In October 2021, the Anderson Economic Group released a report that compared the costs of gasoline vehicles against EVs and concluded that electric vehicles can be more expensive than fuel vehicles. However, when compiling the report, the Anderson Group used data for EVs mostly charged using commercial charging stations. The group also added hidden costs like time spent on charging. In some cases, using a public charger can cost three times as much as charging at home.
Charging costs and fuel savings will depend on what kind of charger a driver uses. Level 1 chargers can take up to 24 hours to charge an EV; they are the slowest chargers available but also the cheapest. Level 2 — the most popular charger — can provide about 28 miles of range in just one hour, with a price ranging from $1 to $5 per hour, depending on the state. Level 3 fast chargers are the most expensive but can get an EV to 80% charge in one hour with costs of $10 to $30, according to Travel and Leisure.

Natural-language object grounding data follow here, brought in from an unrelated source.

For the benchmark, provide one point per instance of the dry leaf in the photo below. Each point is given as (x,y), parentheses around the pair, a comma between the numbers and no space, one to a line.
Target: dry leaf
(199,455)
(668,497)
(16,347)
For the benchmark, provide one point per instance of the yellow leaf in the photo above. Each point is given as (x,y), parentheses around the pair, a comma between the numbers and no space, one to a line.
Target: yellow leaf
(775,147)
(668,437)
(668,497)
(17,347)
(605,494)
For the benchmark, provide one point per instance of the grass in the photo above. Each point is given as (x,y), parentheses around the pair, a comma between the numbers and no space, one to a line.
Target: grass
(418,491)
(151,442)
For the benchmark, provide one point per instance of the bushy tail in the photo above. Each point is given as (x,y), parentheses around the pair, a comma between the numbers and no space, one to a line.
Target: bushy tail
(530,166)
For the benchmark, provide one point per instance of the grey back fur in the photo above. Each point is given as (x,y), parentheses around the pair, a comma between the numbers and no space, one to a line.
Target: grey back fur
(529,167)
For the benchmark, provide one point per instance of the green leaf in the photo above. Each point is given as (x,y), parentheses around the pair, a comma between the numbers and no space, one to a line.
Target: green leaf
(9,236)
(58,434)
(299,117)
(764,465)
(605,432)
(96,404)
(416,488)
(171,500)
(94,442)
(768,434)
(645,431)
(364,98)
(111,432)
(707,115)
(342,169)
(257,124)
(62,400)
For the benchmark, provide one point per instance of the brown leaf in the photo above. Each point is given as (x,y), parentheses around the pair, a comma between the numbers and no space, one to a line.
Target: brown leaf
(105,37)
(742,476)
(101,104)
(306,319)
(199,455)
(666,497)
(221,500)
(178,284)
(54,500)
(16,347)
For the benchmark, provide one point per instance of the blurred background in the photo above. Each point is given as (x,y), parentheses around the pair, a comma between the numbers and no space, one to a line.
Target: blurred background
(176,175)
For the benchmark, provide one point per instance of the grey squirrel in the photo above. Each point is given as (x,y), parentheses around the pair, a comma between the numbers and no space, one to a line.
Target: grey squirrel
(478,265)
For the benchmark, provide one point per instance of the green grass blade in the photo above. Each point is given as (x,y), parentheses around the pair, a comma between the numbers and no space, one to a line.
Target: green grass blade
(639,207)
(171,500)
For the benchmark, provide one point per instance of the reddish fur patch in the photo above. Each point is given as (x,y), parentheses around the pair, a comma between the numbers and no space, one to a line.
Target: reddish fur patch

Tesla Supercharger costs are also tricky to estimate due to things like local electricity rates and the size of the car’s battery. Supercharging a Model 3, Model Y, or Model S, according to the charging cost calculator offered by Impact Investor, will likely fall between $10 and $20 for most people. Gas prices, meanwhile, also vary from state to state. Finder reported in April 2022 that filling up a Ram 2500 costs around $109, while a Grand Cherokee or a Toyota 4Runner costs $79, and filling up a Honda Civic, Toyota Corolla, Mazda CX-30, or Honda CR-V can be done for $45 or less.